Anyway they have a sale on their site and ship direct (I'm in the US) for free.
Special deal says get extra 20% off their price in cart after adding code:
5sm3v7j4k2zp
Says sale is good 1/15/2021 to Jan 25th and good on 12v and 24v 3000w models.
That makes the 12v model about $276!

https://reliableinverters.com/colle...ure-sine-wave-inverter?variant=19844490002545
 
I have the 24V/2kW WZRELB. Fine for what it is. I still have it around in case I need emergency power.

Consider that those units have no meaningful surge that lasts beyond milliseconds. If you're starting something with an electric motor on it, it may be challenged.
 
I was running a recipricating saw and florescent lamp and charging a rechargeable light while running a slow cooker crockpot on high, didn't phase the 12v 2500w model. Only had it a month though.
 
Non-saw loads were probably less than 500W, so you had 2kW reserve. Recips are among the most friendly electric motor applications with their large mechanical advantage and low rotating mass.

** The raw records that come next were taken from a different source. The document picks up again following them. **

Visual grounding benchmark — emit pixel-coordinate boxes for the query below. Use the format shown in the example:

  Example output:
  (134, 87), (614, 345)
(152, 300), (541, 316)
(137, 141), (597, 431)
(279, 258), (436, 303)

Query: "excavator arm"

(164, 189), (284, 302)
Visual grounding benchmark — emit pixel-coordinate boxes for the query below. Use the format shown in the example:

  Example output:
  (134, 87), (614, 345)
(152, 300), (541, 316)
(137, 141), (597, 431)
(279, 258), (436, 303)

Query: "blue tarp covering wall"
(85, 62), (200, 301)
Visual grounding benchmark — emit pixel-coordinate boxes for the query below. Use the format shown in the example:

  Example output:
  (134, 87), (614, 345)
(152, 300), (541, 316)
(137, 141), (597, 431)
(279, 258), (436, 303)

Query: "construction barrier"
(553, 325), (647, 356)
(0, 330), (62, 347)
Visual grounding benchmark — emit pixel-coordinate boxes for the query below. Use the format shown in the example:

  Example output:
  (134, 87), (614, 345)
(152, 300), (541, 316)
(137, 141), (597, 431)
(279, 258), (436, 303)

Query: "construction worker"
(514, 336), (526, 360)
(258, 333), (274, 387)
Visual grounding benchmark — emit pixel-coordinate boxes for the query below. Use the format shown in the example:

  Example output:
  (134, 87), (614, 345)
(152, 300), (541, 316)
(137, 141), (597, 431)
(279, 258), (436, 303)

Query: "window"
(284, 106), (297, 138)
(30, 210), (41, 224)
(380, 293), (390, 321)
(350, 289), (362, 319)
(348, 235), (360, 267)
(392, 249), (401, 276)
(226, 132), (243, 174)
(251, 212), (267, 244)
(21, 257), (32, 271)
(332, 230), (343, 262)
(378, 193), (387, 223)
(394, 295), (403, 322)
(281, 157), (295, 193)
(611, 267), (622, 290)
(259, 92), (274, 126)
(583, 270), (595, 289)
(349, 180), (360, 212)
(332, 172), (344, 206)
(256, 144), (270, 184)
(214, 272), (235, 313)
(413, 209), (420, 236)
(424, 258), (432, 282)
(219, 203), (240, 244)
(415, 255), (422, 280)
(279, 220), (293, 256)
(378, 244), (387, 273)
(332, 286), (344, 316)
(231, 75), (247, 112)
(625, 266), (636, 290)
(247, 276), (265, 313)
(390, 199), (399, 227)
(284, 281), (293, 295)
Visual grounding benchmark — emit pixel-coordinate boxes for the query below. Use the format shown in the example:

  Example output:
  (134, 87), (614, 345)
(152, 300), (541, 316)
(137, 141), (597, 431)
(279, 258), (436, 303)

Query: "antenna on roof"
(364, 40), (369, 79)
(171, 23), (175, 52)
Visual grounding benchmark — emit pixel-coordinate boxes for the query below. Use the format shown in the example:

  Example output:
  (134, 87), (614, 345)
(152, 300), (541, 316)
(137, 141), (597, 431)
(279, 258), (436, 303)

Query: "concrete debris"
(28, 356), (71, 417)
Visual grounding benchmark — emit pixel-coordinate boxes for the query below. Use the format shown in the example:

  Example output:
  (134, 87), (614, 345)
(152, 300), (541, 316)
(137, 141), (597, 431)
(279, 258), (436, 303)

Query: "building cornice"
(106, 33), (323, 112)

Things like fridge, air compressors or A/C compressors are the brutes. My unit couldn't handle the surge on a 3/4hp jet pump... I didn't realize how beastly the surge was on that due to the high rotating mass of the impeller.
 
Non-saw loads were probably less than 500W, so you had 2kW reserve. Recips are among the most friendly electric motor applications with their large mechanical advantage and low rotating mass.

And brush-type "universal" motor.
And variable-speed trigger.

Variable-speed is (almost) the ultimate "soft-start". It is a chopped piece off the tail of sine wave; optimum would be a reduced-amplitude sine wave for universal motor, reduced frequency and amplitude for 3-phase induction motor.
 
Do people have tricks to help with high draw applications like your well pump? For example can you implement some AC capacitor on the output side of your inverter or something? Sorry if an ignorant question.
 
I have a 48V 2500W unit and it works to my satisfaction as a backup inverter. It does struggle with my 1/2hp garbage disposal but will start it. No problem with the fridge compressor. I would not recommend if you are off-grid and want power 24/7.

One caveat is the live neutral on some units. You can measure 60V line-ground and 60V neutral-ground with 120V line-neutral. I measured this phenomenon on mine. Click here for more conversation.

However when I bonded the neutral to my breaker panel, the inverter still works properly with no smoke emitted. In my (admittedly ignorant) opinion the 60V neutral is merely an ungrounded floating voltage and will not pose a problem.